“Pero ¿cómo me atrevo yo, tan
miserable, sin amor, a expresar el amor a Dios y la bienaventurada amiga de
Dios? ¿Cómo va a desprender mi corazón ese buen olor, si no contiene en sí
ningún sabor? ¡Ay! Tengo conciencia de ti, ¡oh verdad! Tú me eres testigo, ¡oh
Señor, mi dulce Jesús!, de que hago esto por amor de tu amor. Yo siento que tu
amor se enciende en mí, porque tú mismo lo ordenas, no deseo amar más que a ti
solo y sacrificar por ti mi espíritu afligido, mi corazón contrito y humillado
(S 50, 19). Dame Señor, en este
destierro, el pan del dolor y de las lágrimas, de las que tengo hambre más que
de la abundancia de delicias.

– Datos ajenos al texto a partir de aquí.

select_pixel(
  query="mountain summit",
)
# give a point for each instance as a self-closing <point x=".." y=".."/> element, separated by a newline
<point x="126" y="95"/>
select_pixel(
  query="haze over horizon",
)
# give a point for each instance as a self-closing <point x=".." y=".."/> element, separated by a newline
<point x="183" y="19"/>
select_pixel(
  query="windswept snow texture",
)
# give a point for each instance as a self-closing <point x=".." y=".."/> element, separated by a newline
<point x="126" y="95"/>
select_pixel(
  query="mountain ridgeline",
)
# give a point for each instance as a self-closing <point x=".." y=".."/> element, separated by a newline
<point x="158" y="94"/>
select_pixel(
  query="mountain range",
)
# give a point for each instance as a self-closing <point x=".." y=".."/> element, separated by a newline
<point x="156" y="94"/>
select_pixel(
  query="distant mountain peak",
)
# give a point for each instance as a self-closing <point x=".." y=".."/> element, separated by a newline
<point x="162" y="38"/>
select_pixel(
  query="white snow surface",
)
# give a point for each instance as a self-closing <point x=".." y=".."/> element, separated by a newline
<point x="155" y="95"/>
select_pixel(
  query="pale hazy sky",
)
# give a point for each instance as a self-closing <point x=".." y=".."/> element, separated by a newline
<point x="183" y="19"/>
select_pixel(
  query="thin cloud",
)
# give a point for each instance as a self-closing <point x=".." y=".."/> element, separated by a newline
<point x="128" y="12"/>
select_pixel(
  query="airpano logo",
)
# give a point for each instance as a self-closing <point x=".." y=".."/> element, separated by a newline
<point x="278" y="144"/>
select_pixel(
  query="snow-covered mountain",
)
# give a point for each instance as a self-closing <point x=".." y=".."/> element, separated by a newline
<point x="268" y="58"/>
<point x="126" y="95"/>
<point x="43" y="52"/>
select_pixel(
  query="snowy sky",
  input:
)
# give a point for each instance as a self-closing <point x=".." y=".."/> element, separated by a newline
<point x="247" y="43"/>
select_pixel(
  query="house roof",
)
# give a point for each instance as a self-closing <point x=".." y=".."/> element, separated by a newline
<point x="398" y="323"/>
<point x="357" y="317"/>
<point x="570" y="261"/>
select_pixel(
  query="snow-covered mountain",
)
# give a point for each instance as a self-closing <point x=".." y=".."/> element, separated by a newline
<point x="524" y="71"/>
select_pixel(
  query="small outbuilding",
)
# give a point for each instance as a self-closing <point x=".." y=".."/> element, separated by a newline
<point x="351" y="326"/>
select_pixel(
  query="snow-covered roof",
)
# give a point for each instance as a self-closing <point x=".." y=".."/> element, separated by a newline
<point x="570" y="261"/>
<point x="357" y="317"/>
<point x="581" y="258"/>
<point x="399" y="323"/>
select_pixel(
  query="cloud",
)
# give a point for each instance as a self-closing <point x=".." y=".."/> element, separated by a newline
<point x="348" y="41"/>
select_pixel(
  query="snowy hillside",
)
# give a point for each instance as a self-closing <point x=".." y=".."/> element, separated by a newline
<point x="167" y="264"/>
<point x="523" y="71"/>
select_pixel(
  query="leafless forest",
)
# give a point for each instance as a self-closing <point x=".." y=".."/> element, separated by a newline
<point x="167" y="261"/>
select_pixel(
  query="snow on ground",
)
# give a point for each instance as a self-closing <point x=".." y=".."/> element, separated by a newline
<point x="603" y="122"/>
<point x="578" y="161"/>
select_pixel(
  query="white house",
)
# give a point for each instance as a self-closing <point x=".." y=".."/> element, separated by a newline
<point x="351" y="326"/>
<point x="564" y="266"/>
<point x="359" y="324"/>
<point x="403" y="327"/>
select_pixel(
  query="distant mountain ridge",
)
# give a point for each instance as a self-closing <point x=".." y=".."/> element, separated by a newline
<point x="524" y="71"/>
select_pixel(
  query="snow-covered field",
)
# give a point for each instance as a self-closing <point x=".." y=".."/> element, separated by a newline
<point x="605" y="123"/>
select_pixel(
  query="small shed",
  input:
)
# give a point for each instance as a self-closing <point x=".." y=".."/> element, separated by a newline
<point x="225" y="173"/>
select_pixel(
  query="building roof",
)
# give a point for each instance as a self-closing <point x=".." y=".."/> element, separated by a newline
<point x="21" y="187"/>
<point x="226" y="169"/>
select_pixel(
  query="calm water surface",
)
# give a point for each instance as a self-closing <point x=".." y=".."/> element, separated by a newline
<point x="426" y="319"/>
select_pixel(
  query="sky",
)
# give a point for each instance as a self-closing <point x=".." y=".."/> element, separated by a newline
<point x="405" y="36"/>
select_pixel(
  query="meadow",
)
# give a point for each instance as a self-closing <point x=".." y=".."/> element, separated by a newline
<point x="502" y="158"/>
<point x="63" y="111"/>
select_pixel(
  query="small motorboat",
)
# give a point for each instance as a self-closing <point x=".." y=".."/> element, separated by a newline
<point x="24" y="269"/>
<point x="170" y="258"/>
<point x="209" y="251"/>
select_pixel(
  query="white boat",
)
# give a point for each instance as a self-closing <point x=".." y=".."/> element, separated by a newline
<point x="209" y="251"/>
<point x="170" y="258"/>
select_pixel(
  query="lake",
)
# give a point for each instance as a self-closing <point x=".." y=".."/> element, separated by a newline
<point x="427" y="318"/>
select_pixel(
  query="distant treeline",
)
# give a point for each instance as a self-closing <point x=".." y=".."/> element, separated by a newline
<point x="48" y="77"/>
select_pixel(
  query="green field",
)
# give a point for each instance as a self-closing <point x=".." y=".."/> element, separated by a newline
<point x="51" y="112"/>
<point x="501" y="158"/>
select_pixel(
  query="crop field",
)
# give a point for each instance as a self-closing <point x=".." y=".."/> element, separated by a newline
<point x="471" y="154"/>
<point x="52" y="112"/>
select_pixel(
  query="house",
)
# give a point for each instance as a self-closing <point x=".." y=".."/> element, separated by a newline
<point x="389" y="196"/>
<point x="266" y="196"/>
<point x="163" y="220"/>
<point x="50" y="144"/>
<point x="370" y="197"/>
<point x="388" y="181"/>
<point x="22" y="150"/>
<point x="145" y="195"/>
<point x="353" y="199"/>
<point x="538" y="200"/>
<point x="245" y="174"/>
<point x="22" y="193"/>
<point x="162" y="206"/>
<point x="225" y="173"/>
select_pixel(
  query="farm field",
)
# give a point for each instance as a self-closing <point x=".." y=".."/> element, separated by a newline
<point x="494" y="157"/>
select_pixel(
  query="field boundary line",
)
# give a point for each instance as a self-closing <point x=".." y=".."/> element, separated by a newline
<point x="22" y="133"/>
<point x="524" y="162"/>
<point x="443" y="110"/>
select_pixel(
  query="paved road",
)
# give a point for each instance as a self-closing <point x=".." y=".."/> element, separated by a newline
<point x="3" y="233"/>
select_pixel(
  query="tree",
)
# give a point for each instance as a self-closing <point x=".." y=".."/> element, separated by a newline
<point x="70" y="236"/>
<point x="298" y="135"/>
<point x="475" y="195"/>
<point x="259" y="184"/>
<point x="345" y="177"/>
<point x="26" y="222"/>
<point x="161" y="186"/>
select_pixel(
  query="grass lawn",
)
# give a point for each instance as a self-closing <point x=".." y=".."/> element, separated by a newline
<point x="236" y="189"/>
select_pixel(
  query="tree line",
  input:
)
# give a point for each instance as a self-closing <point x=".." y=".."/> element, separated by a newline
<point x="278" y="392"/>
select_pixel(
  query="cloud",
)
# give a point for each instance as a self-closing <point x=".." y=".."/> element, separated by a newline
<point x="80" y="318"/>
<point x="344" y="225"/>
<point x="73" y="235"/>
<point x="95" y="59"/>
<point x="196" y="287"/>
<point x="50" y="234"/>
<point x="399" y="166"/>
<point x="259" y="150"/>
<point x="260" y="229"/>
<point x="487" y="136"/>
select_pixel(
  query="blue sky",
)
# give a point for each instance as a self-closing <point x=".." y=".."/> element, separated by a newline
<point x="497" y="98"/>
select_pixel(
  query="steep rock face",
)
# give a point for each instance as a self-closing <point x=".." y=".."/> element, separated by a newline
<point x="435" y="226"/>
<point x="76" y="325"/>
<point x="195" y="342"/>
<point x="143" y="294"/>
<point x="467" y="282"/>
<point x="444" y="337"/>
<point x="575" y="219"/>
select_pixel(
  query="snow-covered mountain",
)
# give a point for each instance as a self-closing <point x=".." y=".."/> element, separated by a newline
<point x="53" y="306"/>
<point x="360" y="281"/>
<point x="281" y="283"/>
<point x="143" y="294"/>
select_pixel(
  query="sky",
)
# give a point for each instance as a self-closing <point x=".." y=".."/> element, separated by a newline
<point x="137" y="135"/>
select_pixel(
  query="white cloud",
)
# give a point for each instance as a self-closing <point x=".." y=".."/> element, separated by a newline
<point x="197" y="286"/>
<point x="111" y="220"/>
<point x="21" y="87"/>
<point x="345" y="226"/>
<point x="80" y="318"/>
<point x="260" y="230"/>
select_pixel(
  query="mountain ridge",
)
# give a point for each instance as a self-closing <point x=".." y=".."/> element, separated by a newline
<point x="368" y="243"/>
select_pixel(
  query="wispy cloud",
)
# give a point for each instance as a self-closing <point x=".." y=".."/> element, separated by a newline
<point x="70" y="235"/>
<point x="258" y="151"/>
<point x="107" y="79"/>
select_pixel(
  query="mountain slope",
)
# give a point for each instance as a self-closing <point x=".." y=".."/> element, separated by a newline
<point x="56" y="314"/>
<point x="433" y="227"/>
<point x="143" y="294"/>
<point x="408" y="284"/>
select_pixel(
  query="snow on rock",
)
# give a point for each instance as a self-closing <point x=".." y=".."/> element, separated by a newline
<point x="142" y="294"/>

Escúchame a causa del amor y de los méritos de
María, tu muy amada; no desprecies, ¡oh dulce Redentor Jesús!, la oración de un
indigno que ha pecado contra ti, sino ayuda más bien los esfuerzos de un
enfermo que te ama; arranca mi corazón de su tibieza, y por el fervor de tu amor haz que alcance la
eterna contemplación de tu gloria, ¡oh Dios!, que con el Padre y el Espíritu
Santo vives y reinas, como Dios, en todos los siglos de los siglos. Así sea”.